Millfields school is now a beacon of educational excellence. Its most recent Ofsted report stated that the school was outstanding in all areas. The school is now oversubscribed and parents, pupils and children all seem extremely proud and committed to the school. The impact on a formerly very transient community is substantial. Many parents who might otherwise have left the area are staying, providing the kind of stability that helps communities to improve. The top quality secondary school, Mossbourne Academy, down the road helps to enhance this effect. Anna likes to say, “Changing schools, change communities and changing communities, change schools. We have changed this school, philosophy, thinking and ways of working. And in turn, lots of the parents are being inspired and taught by their children.” Anna is a strong proponent of the liberating effect of this education on people who might have missed out before. “Education needs to come first to give people choice. If you can’t read and write you can’t do anything.”
Good leadership has been critical in turning Millfields from a sink school into an outstanding one, but Anna definitely isn’t taking all the credit. “I have always found that the right people come along at the right time.” She explained of the teachers around her. “It’s all about respect, listening to people and rarely putting my foot down. Backed up with rigorous systems and structures.” She also emphasises the importance of leadership succession and for the last three years Anna has been executive head while Millfields’ new head teacher has been running the show day-to-day. This kind of succession management is critical if standards are to be maintained.

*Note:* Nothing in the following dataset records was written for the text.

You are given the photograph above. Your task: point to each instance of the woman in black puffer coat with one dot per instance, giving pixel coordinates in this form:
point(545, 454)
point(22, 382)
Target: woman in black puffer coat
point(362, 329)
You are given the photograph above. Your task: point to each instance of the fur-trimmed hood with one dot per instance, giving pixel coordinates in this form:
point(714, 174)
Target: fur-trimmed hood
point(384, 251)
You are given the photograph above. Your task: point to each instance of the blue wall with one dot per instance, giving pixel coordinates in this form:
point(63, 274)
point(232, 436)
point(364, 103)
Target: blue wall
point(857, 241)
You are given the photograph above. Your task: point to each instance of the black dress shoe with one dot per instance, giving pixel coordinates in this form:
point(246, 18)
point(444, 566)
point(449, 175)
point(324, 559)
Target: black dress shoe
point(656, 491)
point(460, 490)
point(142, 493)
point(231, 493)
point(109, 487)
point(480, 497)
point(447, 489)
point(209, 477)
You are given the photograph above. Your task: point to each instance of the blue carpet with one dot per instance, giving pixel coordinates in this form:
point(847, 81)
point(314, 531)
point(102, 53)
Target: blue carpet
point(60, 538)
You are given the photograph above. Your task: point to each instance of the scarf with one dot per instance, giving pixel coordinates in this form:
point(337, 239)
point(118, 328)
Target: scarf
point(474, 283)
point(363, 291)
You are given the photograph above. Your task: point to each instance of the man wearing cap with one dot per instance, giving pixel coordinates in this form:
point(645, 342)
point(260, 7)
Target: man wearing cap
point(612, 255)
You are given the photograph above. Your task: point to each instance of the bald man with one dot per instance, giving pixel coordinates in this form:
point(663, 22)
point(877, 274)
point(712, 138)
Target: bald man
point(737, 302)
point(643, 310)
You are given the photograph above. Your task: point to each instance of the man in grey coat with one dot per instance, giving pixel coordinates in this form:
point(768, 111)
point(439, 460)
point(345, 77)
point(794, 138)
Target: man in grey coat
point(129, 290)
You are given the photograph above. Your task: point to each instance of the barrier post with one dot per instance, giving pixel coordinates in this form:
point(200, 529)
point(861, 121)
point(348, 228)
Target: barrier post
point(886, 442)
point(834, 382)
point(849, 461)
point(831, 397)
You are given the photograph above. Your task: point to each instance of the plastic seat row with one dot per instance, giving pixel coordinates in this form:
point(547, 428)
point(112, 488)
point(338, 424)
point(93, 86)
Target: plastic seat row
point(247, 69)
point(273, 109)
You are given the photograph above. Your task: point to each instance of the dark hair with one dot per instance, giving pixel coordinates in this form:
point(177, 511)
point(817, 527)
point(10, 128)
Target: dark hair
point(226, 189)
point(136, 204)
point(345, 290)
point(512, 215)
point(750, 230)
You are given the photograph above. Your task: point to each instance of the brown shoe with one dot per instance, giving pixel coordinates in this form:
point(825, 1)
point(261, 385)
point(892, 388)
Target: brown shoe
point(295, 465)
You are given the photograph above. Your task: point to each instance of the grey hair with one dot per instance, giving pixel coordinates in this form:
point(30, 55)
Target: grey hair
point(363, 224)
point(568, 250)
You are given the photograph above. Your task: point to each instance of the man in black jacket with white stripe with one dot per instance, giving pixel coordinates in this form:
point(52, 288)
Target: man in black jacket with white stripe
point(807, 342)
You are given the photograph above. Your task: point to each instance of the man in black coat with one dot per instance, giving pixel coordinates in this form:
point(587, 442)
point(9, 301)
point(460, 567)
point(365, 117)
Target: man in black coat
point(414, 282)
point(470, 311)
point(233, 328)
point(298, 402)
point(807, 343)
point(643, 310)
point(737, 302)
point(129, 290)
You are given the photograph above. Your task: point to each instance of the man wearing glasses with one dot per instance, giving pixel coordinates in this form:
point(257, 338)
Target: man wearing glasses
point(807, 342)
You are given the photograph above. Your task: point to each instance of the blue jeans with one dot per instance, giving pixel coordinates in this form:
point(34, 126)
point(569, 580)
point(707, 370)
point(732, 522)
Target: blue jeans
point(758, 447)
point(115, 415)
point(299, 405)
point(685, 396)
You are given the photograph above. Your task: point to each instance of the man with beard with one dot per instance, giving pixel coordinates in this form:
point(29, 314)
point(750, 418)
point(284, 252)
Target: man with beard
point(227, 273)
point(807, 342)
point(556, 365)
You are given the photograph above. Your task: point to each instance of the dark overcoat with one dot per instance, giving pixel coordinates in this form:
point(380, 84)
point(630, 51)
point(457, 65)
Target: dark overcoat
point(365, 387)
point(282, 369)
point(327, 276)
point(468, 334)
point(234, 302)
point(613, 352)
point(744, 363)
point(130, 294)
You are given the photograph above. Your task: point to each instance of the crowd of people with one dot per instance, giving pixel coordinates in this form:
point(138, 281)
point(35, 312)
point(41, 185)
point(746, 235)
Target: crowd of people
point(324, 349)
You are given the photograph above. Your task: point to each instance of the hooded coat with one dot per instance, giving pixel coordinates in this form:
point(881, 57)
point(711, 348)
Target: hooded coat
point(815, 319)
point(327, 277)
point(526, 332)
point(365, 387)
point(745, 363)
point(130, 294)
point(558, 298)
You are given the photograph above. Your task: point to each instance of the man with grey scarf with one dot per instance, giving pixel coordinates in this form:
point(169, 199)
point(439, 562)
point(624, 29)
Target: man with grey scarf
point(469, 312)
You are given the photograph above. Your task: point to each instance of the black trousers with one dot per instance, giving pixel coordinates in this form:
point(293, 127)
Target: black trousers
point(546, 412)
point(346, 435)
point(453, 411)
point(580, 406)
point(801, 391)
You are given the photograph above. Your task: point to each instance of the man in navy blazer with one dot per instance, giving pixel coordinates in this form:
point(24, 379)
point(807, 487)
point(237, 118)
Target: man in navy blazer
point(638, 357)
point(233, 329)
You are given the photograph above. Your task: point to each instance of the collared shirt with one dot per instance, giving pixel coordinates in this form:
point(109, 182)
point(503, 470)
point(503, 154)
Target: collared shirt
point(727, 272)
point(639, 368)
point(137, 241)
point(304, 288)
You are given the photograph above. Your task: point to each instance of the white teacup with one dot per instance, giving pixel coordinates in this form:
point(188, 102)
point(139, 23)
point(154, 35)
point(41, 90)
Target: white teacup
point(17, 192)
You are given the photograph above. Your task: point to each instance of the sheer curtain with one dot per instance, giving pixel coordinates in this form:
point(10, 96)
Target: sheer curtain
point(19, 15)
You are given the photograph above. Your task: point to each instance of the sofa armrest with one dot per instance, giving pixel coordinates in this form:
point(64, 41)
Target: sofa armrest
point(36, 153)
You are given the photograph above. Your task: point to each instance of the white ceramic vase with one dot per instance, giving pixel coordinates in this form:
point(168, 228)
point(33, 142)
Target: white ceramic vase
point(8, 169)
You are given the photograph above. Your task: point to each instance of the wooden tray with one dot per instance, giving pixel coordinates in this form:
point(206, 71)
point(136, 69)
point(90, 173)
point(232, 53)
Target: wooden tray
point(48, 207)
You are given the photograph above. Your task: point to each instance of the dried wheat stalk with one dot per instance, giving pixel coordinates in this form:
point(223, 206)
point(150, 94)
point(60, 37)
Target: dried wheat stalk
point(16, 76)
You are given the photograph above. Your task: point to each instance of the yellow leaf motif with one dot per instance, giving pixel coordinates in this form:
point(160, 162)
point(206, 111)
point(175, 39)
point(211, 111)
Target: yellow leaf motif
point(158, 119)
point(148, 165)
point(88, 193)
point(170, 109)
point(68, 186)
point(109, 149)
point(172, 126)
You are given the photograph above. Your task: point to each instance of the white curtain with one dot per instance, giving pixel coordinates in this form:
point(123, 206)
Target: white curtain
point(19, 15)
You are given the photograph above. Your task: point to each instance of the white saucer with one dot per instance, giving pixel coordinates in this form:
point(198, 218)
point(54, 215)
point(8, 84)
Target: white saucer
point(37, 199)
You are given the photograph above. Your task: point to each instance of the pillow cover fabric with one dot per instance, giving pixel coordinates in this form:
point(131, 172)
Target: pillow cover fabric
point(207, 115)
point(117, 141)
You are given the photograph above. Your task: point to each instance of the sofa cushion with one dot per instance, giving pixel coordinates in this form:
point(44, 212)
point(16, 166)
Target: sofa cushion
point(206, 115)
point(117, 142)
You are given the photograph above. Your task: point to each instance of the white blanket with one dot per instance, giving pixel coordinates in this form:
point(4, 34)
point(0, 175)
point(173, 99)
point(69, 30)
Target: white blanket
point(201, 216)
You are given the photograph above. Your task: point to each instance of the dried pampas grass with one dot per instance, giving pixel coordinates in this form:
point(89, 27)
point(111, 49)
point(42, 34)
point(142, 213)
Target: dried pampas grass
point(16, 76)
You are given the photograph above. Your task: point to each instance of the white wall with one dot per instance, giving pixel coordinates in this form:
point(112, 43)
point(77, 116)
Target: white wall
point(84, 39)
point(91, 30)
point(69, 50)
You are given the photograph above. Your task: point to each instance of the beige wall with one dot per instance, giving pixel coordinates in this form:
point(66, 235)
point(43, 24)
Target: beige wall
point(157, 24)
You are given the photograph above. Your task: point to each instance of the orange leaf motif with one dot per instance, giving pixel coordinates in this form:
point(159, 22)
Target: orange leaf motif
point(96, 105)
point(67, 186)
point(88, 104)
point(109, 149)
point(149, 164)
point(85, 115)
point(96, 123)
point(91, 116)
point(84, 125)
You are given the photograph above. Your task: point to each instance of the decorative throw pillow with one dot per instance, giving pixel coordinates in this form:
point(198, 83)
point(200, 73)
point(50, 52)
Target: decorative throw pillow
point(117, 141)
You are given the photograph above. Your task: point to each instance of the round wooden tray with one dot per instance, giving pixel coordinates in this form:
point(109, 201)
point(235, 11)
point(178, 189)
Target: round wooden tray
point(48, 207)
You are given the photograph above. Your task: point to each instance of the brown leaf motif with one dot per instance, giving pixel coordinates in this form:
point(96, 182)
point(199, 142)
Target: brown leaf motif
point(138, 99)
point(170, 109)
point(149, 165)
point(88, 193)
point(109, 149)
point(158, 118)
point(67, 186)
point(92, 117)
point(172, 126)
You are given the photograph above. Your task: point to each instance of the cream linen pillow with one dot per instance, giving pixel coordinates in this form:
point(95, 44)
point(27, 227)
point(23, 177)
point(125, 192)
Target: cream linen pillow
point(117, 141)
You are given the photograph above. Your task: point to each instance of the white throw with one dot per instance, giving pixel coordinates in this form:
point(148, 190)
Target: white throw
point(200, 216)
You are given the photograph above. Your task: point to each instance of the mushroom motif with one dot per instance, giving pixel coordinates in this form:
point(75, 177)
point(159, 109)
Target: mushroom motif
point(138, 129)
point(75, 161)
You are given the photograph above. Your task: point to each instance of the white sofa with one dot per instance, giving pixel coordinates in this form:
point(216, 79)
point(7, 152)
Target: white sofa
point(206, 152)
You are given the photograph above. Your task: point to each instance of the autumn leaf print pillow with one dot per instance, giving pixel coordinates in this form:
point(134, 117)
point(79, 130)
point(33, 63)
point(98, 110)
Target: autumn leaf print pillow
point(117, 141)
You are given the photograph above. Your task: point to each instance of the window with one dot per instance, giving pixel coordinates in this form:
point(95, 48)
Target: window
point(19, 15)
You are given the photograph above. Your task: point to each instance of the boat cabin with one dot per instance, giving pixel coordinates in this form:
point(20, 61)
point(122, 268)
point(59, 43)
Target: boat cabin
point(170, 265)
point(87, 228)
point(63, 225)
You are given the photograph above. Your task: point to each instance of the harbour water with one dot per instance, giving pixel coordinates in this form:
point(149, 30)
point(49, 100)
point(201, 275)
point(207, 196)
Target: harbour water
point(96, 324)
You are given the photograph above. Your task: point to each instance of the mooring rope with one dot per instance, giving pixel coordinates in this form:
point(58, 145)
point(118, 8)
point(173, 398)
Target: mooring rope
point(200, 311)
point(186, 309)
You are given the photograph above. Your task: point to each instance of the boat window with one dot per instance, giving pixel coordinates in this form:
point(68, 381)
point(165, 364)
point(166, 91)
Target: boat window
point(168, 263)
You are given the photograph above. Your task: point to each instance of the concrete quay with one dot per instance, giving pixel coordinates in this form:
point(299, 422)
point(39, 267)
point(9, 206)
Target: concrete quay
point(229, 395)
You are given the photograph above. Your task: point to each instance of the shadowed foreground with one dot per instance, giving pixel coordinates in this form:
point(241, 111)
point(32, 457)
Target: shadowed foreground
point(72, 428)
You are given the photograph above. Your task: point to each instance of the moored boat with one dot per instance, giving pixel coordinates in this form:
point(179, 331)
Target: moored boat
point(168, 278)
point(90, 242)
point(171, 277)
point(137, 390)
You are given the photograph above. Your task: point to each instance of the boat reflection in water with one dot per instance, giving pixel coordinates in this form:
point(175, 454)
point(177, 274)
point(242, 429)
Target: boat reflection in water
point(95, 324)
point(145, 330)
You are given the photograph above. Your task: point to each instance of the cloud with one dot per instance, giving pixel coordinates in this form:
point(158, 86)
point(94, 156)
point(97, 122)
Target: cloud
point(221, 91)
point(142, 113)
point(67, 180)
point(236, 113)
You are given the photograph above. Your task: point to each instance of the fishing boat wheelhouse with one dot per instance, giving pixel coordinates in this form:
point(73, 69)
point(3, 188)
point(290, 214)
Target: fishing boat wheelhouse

After retiring from full-time work, Anna is taking up various roles to share her vast knowledge and experience further. She is helping to turn around another local school which is in trouble and also plans to take up a position with Unicef.
Would she recommend that others follow in her footsteps? Without a doubt. “Teaching is the best job in the world.” She told me “It’s never the same any day. I’d do more study if I had my time again. I never dreamt what I would do. “
We quickly had to finish as a class of 4 and 5 year olds quietly came into the room accompanied by their teachers. “Let’s sing a song for Anna!” one teacher suggested and the children happily complied. We were treated to a lively and enthusiastic rendition of “Jambo”. What a fantastic reward.